Black Lives Matter Movement Stirs Painful Divide in Local Vietnamese-American Community

Phillip Martin, WGBH, August 5, 2020

One of the burning issues of the day is playing out painfully among Vietnamese-Americans in New England: Which side of Black Lives Matter should the community be on?

Some see the movement as a rightful denunciation of structural racism and police brutality. Others in traditionally conservative Vietnamese-American communities in Dorchester, Quincy and Manchester, New Hampshire, regard BLM and their supporters as unpatriotic and dangerously leftist.

BLM’s detractors include a Vietnamese immigrant named Bao Chau Kelly of Hooksett, New Hampshire. She is a pro-Trump activist who has recruited a small but vocal group of Vietnamese-Americans to attend “Blue Lives Matter” rallies in support of police and flood social media with messages attacking Black Lives Matter as a violent anti-American ideology. They have excoriated Vietnamese-Americans who embrace BLM, including Massachusetts Rep. Tram Nguyen of Andover.

Earlier this summer Nguyen released a video on Facebook explaining why she thought it was important to support Black Lives Matter. Her video included a reference to Asian-Americans’ heightened fears following a string of reported verbal and physical attacks across the U.S.

“We can’t fight against racism directed towards our community while standing complicit in a system that disproportionately discriminates, devalues and criminalizes and brutalizes our Black friends and neighbors,” she said.

Nguyen told WGBH News she knew that some among the area’s estimated 30,000 Vietnamese-American residents would react negatively to this message. However, she said she did not expect it to lead to “personal attacks” and what she called “vile anti-Black rhetoric.”

“I also didn’t anticipate equating Black Lives Matter to socialism and communism. And in fact, I find that to be very ironic because my father served in the South Vietnamese military and was put into a re-education camp by the Communists for eight years.”

In her translated post written in Vietnamese, Chau Kelly said of Nguyen: “It is a shame that her father was an officer of South Vietnam … and was imprisoned by the [North] Vietnamese communists.”

Chau Kelly’s post, cited in an article in the Eagle Tribune, goes on to say: “They escaped Vietnam so that she can live in freedom and democracy and have a better future, yet this Massachusetts [representative] embraced the American communists and domestic terrorists BLM.”
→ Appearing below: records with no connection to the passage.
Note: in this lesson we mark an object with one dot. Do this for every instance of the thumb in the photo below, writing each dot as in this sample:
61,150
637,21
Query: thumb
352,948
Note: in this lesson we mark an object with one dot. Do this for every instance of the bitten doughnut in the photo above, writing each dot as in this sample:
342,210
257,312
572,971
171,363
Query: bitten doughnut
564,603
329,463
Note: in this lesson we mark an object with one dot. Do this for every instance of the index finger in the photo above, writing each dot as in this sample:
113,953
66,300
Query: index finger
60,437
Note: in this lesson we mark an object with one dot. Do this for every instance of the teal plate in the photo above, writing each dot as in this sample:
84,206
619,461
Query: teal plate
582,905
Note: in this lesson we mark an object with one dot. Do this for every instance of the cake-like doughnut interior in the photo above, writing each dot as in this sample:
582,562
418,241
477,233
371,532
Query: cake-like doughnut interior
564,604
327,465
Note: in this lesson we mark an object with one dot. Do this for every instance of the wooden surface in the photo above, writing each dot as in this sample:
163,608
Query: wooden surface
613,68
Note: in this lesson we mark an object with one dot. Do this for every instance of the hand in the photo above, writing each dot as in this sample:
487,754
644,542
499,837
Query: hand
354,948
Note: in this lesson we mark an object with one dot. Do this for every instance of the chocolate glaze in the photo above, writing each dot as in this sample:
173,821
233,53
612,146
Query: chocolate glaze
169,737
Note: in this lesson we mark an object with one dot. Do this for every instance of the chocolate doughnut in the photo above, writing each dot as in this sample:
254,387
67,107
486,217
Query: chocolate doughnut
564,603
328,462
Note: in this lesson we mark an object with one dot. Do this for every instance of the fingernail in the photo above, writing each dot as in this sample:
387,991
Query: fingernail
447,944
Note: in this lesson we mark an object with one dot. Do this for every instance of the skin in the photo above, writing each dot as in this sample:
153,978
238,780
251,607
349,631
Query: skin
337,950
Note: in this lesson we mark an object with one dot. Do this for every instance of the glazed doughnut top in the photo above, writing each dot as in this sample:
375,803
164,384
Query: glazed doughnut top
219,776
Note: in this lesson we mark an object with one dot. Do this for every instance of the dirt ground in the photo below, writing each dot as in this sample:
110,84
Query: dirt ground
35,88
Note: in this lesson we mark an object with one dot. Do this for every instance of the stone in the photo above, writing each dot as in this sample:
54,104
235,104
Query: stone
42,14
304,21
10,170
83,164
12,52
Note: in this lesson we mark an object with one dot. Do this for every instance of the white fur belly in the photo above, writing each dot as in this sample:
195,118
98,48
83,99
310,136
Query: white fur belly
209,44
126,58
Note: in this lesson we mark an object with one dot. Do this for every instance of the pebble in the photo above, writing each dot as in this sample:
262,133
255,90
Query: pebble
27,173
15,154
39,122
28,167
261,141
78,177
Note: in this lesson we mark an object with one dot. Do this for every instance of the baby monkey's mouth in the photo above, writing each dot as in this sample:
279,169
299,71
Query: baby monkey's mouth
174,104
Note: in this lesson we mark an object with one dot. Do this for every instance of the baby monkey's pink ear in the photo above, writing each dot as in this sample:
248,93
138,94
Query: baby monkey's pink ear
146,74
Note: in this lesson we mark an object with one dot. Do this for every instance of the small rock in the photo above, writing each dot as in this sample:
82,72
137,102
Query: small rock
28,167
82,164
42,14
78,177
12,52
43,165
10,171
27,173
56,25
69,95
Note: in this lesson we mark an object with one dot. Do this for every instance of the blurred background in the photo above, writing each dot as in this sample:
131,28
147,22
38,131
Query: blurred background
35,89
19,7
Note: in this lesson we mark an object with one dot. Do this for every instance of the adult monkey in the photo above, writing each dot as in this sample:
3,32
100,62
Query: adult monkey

Complicity with communism are fighting words in Vietnamese communities. {snip}

WGBH News reached out to Chau Kelly but received no reply. With a large following on social media, she has organized and taken part in several anti-Black Lives Matter protests, including one in Concord, N.H., this summer attended by armed white counter-demonstrators.


A recent graduate of Boston University, Nguyen is in her early 20’s and believes that Vietnamese-Americans her age generally agree with the notion that Black Lives Matter. By contrast, she said, she is shocked by what she has been hearing and reading in right-wing Vietnamese social media. Nguyen alleges that some of what she has seen is not just racism. It’s more specific than that, she said.

“There’s so much anti-blackness rhetoric within the community. I didn’t realize how much anti-blackness there was. I’d start joining like Facebook groups to read more about why folks are so against the current movement. I’m just still in the appalled level of it.”


Most Vietnamese immigrants in the Boston area came from the south of the country and were ardently anti-communist. Many identified with the Republican Party {snip} and viewed African Americans generally as too liberal. Some accepted racist stereotypes of Blacks as criminals and as people to be feared {snip}. This dread was compounded by street violence during the early post-war Vietnamese migration period.